Stakeholders knew this change was coming, but struggled to overcome the built-in challenges. Indiana has long relied on and invested in institutional care, such as nursing homes, even though the vast majority of Hoosiers prefer home care.
Low wages, benefits
A 2017 brief from The Arc of Indiana, which advocates for Hoosiers with intellectual and developmental disabilities, analyzed Indiana’s direct service workforce and reported that low wages in the industry lead to a rotation of up to 45%. The average worker was 38 years old but had only three years of experience in the field.
“No one is happy with the current situation of multiple and frequent caregivers and the compromised quality of care resulting from the inconsistency of the current (direct service provider) workforce,” the brief states.
Sinkovic has regained some mobility, even getting bariatric surgery early in the pandemic to increase his range of motion. She mainly uses her motorized wheelchair to get around, but has started using a walker for short periods.
But she still needs help at home, especially with showers and other personal care. Her fused spine means she can’t touch her own toes or sweep the floors of her two-bedroom, two-bathroom apartment. Because of this, her home care aides are supposed to help her with some light household chores – dishes, laundry or sweeping – but some aides have chastised her for asking for help.
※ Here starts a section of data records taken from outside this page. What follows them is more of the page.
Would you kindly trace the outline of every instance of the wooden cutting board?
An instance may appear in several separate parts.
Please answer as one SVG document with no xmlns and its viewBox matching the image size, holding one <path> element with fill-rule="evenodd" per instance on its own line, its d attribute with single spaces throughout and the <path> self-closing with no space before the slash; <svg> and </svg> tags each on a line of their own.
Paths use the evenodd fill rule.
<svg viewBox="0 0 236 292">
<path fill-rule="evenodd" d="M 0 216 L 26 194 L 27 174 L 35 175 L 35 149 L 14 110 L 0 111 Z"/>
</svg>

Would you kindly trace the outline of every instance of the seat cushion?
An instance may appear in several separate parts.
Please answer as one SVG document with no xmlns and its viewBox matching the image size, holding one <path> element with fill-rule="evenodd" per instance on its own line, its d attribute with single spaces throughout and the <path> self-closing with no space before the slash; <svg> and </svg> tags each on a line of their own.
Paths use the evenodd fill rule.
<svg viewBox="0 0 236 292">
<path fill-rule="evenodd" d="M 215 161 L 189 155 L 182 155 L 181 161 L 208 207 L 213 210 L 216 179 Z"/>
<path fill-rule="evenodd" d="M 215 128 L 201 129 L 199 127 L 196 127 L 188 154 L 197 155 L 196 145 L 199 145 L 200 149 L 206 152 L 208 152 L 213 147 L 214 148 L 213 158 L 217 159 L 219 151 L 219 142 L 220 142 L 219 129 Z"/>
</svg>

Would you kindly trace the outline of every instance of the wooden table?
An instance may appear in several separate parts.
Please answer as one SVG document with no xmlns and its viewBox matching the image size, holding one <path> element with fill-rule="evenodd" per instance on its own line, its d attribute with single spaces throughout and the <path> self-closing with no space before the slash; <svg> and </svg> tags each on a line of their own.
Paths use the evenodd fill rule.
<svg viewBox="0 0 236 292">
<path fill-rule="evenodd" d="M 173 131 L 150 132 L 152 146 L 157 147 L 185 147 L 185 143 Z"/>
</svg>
“Once an assistant told me sternly, ‘I’m not here to be your maid,’ when I asked her to do the dishes,” Sinkovic said. “(They’re) not supposed to do that… I could do it myself but you can (do it) much easier and faster.”
To do the dishes, Sinkovic would have to park sideways in the kitchen but would still have limited access to the sink due to her shortened limbs and fused spine – meaning she cannot rotate her torso. Something on a top shelf would be out of reach for her.
Her benefits mean she is entitled to aides three times a day, scheduled around her shifts as a part-time phlebotomist. Beyond the occasional rude or condescending help, some stole credit and debit cards from him, even a glass coffee table.
She’s had helpers she liked, but high turnover, combined with frequent changes of providers, means she doesn’t see the same person for long.
In a case like Sinkovic’s, Rusyniak said the state’s ombudsman system investigates and responds to reports of abuse or neglect by state health care providers. But to improve the system, Rusyniak pointed to the state’s Direct Service Workforce Advisory Board and Direct Service Workforce Plan, which call for investments to build a “well-trained, reliable and stable” workforce.
In particular, the $130 million Workforce Investment Grants, launched in November, are rewarded to address low industry wages, which are below the state living wage, and inadequate benefits. At least 95% of funding must go directly to workers. In the future, the FSSA will review its pricing.
But Rusyniak noted that provider training varied widely between agencies and needed to be more comparable.
“If you’re a direct service worker, the training … It’s vendor-specific, which means you go and get hired by a specific vendor and they do the training,” Rusyniak said. “So one of the strategies we’re looking at is how do we develop more portable training and certification for people who are direct service workers so everyone gets the same kind of training.”
Advanced training would allow these workers to specialize in types of caregiving, such as caring for people with dementia or intellectual disabilities.